Ich liebe den Reformationstag. Weil es an ihm zur Sache geht. Richtig zur Sache. Das meint nicht, einfach zur Sache der evangelischen Kirche. Auch, wenn der Tag lange so gefeiert wurde. Als ein Fest protestantischer Pausbäckigkeit. Man plusterte sich konfessionell ordentlich auf (soweit das bei aller evangelischen Nüchternheit möglich ist), lauschte mit frommer Ergriffenheit, wie die Hammerschläge des einsamen Mönchs aus Wittenberg in der wortgewaltigen Predigt des Pfarrers widerhallten, und sang dann mit tiefer Inbrunst „Ein feste Burg ist unser Gott“ als eine Art reformatorischer Marseillaise. Wobei offenblieb, ob die feste Burg „Gott“ war oder mehr das eigene religiöse Gefühl, die persönliche protestantische Gesinnung. In jedem Fall war es „unser“ Gott. Nicht der der anderen.

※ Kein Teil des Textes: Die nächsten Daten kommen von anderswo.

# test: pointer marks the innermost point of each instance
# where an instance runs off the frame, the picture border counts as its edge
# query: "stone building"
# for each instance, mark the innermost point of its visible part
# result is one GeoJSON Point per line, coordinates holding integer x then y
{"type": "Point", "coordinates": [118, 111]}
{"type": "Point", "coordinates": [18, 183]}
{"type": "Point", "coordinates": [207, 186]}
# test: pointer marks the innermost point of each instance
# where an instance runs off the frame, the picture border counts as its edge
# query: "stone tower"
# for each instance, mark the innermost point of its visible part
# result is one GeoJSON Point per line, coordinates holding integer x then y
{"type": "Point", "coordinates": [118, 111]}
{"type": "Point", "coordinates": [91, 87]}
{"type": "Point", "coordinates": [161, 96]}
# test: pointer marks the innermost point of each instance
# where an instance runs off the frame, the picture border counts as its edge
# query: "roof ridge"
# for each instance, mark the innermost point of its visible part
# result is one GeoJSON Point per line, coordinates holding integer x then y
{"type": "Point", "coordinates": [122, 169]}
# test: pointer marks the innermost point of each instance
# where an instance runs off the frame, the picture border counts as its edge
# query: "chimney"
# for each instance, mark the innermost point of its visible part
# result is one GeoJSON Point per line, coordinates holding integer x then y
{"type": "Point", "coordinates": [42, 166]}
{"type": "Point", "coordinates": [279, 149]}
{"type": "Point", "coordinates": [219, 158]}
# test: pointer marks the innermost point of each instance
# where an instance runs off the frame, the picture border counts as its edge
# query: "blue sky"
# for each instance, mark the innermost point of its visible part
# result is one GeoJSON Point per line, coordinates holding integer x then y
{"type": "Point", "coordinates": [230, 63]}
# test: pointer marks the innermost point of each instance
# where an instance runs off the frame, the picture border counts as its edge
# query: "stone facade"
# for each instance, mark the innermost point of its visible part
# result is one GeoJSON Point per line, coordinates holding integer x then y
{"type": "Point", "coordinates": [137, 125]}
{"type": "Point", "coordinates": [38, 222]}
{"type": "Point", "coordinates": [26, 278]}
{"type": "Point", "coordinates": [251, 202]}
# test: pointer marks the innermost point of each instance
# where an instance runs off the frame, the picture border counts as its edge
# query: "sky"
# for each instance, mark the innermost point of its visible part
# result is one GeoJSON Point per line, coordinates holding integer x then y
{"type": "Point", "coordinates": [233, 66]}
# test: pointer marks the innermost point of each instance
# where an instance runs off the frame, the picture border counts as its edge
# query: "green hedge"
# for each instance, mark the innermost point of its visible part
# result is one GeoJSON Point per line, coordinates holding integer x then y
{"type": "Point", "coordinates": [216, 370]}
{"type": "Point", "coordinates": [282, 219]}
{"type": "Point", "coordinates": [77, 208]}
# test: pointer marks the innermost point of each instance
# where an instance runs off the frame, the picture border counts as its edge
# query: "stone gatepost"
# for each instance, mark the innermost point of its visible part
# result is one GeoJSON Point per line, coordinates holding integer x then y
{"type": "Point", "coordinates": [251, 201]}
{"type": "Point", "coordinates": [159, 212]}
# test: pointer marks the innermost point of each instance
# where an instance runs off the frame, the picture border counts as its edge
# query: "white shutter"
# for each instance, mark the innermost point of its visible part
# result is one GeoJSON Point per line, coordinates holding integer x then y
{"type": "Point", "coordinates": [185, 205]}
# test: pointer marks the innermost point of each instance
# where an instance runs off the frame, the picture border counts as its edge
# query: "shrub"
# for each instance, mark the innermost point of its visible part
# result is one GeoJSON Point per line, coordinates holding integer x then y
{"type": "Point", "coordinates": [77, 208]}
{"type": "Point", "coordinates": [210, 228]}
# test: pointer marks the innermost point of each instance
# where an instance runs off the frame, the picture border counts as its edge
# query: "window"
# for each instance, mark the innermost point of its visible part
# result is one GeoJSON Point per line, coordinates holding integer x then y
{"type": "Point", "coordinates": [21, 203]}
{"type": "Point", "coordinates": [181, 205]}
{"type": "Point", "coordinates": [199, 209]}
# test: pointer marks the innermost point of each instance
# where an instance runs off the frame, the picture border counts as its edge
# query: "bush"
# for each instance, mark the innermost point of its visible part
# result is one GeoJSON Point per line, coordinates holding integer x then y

Ja, am Reformationstag geht es zur Sache. Doch nicht zur Sache der eigenen Konfession oder Kirche. Da wäre der Mönch aus Wittenberg gründlich missverstanden. Die erste seiner 95 Thesen lautete: „Da unser Herr und Meister Jesus Christus spricht: ‚Tut Buße!‘, hat er gewollt, dass das ganze Leben der Gläubigen Buße sein soll.“ Das widerspricht jeder Form religiöser oder gar konfessioneller Rechthaberei. Mit Paulus gesprochen: „Wer meint, etwas erkannt zu haben, der hat noch nicht erkannt, wie man erkennen soll. Wer aber liebt, der ist von Gott erkannt.“
Nein, der protestantischen Plusterigkeit ist längst die Luft rausgelassen: sei es der einer religiösen Rechtgläubigkeit, einer moralischen Überlegenheit oder einer familiären Harmoniekultur. Auch die ForuM-Studie in diesem Jahr hat das in aller Klarheit aufgezeigt. Nicht nur, dass Menschen im Raum der Kirche Gewalt angetan wurde. Ihnen wurde zudem nicht geglaubt, wenn sie es anderen erzählten. Ihr Leid wurde oft jahrelang nicht wahrgenommen, anerkannt, geschweige denn aufgearbeitet. Es konnte nicht sein, was nicht sein durfte: „Doch nicht bei uns! Nicht unser Jugendleiter, Organist, Pfarrer.“
Dieser Zahn ist unseren Gemeinden, uns allen gezogen. Hoffentlich. Wir sind keine „bessere Kirche“, keine „Gemeinschaft der Reinen“ und waren dies auch nie. Das ist theologischer Humbug. Im Gegenteil haben ein falsches Harmoniebedürfnis und die Unfähigkeit, mit Schuld umzugehen, dazu geführt, dass sexualisierte Gewalt oft unerkannt blieb und verschwiegen wurde. Ja, am Reformationstag geht es zur Sache. Zur Sache des Glaubens. Darum, worauf es eigentlich ankommt – im Leben und darüber hinaus.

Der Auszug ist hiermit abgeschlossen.